Wal-Mart wants to sell distilled spirits at its stores and Sam’s Club locations in Texas. Wal-Mart already does sell wine and beer in the state.
Tuesday’s decision is a win for Texas Package Stores Association Inc. which fought Wal-Mart’s challenge to the Texas liquor law in federal courts.
“We’re delighted,” G. Alan Waldrop of Terrill & Waldrop, an attorney for the Texas Package Stores Association Inc, said Tuesday.
Wal-Mart in December filed a motion for a re-hearing “En Banc” by all judges of the 5th U.S. Circuit Court of Appeals.
What happens next is unclear. Wal-Mart has not indicated what it will do next.
“We continue to believe that the decision hurts Texas consumers. We have not made any decisions on next steps, but will consider all of our options,” Anne Hatfield, director, Walmart Global Communications, said Tuesday.
Waldrop explained Wal-Mart could petition to have its case heard before the U.S. Supreme Court.
The case could also be heard again in a lower court to settle one outstanding issue. The 5th U.S. Circuit Court of Appeals has remanded to the district court the question whether or not there was a “discriminatory purpose” in the Texas law – whether or not it was put in place with the intent to discriminate.
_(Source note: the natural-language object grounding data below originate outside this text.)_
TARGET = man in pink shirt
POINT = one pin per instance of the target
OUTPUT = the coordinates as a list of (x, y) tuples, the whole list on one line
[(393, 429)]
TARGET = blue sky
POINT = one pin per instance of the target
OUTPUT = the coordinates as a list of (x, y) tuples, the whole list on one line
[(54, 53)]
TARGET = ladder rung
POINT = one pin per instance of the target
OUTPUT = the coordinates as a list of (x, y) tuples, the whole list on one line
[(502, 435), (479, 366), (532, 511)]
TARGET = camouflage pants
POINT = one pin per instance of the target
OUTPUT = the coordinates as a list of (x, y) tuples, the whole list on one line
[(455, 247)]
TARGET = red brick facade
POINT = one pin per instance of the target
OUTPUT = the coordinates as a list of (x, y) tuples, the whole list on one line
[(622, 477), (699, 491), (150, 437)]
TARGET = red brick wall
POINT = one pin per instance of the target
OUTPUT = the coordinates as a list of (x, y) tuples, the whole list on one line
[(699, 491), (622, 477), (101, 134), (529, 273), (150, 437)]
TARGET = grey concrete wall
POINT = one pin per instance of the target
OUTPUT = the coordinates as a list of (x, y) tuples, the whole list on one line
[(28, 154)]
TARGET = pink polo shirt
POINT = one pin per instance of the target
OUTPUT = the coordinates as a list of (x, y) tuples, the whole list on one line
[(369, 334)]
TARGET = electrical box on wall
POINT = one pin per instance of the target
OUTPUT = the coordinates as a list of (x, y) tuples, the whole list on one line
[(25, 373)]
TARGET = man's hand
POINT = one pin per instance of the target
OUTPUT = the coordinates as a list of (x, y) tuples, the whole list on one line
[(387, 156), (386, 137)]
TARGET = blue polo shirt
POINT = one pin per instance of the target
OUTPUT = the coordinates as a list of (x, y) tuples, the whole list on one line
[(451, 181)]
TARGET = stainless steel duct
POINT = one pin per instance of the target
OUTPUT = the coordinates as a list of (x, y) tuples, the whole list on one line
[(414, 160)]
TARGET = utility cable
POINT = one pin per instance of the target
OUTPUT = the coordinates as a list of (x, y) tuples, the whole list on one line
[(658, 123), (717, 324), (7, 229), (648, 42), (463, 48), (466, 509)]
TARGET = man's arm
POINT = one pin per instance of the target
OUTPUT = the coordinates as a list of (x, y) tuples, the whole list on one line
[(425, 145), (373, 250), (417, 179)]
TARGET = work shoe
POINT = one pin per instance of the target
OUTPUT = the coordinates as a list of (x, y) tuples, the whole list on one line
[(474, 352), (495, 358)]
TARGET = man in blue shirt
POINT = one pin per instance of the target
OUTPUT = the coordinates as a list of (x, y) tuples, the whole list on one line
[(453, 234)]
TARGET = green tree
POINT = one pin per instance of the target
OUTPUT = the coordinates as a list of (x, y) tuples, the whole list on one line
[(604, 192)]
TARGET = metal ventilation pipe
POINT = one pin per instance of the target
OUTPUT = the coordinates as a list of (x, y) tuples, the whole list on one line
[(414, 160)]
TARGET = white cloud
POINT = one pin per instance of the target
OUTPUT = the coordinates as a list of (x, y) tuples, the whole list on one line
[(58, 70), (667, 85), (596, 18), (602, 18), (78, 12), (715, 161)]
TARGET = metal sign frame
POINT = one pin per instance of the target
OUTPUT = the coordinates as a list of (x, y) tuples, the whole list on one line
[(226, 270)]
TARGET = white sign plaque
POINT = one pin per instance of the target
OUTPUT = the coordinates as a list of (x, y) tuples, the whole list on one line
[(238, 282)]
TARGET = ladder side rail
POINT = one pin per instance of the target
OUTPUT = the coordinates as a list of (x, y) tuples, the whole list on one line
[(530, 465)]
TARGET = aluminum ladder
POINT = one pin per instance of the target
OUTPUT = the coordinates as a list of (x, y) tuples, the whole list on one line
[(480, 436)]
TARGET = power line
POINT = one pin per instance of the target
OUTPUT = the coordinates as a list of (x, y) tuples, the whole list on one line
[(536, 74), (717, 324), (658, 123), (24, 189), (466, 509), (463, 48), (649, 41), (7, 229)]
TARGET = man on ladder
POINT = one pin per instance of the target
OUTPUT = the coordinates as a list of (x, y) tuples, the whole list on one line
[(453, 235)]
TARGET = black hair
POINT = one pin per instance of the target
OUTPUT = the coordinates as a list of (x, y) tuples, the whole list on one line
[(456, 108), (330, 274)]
Liquor retailers in Texas have to obtain a permit for each location. There are about 2,580 active permits in Texas, including more than 570 issued to chains of six or more permits. However, publicly-traded corporations or corporations with 35 or more shareholders are prohibited from owning such permits.
Wal-Mart had plans to open liquor stores next to its existing retail locations, according to court records. Wal-Mart sells wine in 47 states, including at 668 stores in Texas, according to a court brief filed in December.
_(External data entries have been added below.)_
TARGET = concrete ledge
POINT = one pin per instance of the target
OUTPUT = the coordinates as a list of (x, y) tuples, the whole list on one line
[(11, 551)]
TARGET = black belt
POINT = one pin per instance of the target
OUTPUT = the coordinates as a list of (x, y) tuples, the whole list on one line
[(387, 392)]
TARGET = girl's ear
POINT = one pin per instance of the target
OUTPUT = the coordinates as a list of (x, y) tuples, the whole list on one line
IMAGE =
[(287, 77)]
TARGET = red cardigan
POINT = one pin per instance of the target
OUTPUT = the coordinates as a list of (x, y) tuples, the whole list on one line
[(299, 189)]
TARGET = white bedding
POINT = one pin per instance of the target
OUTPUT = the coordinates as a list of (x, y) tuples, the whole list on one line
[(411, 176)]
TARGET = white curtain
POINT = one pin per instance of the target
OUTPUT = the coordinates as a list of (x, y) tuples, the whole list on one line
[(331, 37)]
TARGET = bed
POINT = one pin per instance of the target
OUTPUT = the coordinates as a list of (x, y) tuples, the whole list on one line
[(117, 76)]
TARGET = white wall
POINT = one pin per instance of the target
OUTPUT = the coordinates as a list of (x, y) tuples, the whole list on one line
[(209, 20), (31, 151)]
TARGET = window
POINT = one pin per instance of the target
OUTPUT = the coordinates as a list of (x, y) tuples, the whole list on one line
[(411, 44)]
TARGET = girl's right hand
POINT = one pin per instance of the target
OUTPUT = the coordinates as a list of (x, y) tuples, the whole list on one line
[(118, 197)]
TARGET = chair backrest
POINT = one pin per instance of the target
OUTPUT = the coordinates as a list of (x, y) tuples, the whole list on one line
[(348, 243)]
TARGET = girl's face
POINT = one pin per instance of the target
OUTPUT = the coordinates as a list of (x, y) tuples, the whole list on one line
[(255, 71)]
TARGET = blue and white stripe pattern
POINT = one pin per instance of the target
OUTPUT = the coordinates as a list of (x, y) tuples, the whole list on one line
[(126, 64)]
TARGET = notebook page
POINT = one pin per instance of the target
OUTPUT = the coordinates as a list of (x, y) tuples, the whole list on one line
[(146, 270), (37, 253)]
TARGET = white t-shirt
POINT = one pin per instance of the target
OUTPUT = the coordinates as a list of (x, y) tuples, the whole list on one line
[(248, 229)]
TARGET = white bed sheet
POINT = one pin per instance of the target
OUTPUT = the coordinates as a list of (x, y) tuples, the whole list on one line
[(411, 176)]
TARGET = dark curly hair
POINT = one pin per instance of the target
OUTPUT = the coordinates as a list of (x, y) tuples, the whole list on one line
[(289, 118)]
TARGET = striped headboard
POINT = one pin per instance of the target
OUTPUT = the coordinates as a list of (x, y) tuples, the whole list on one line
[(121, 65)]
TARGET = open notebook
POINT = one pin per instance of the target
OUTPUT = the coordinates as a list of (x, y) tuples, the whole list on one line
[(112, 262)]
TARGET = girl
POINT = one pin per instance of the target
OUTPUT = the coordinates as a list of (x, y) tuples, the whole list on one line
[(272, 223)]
The U.S. Supreme Court in June ruled a state of Tennessee law that required liquor store owners to be in-state residents for two years before they can apply for a retail liquor license was unconstitutional
Attorney John Hinman, founder and partner at Hinman and Carmichael LLP in San Francisco, said that “While the Texas package store case (which is a discrimination case – discrimination based on public corporation status) is important, direct shipping is not squarely implicated.
“Texas has banned the sale of spirits by public corporations – whether in state or out of state. So the restriction is facially neutral,” Hinman said.
“However it does undercut the rationale of the Tennessee wine case because there is no public health, welfare or temperance reason articulated by Texas in enacting the ban on public companies,” he added.
“Will the Supreme Court take the case? It might because it would be an opportunity to expand upon the concept of discrimination having to be justified by legitimate state interests. Here there are none,” Hinman said. “As for (Direct-To-Consumer sales) a decision in favor of Wal-Mart would advance the cause of DTC by requiring a legitimate justification for a discriminatory state restriction on issuing permits to out of state merchants.”
The case began in 2015 when Wal-Mart successfully sued the Texas Alcoholic Beverage Commission over the prohibition against publicly-traded companies. The Texas Package Stores Association was an intervening party in the proceedings.
The Texas Legislature put in place the prohibition in 1995 after a court decision that a state requirement that an applicant had to be a Texas resident for at least one year in order to sell alcohol was unconstitutional. Wal-Mart argued that the intent of the legislators was to continue to favor Texas ownership of package store permits even after the court ruling, according to court records.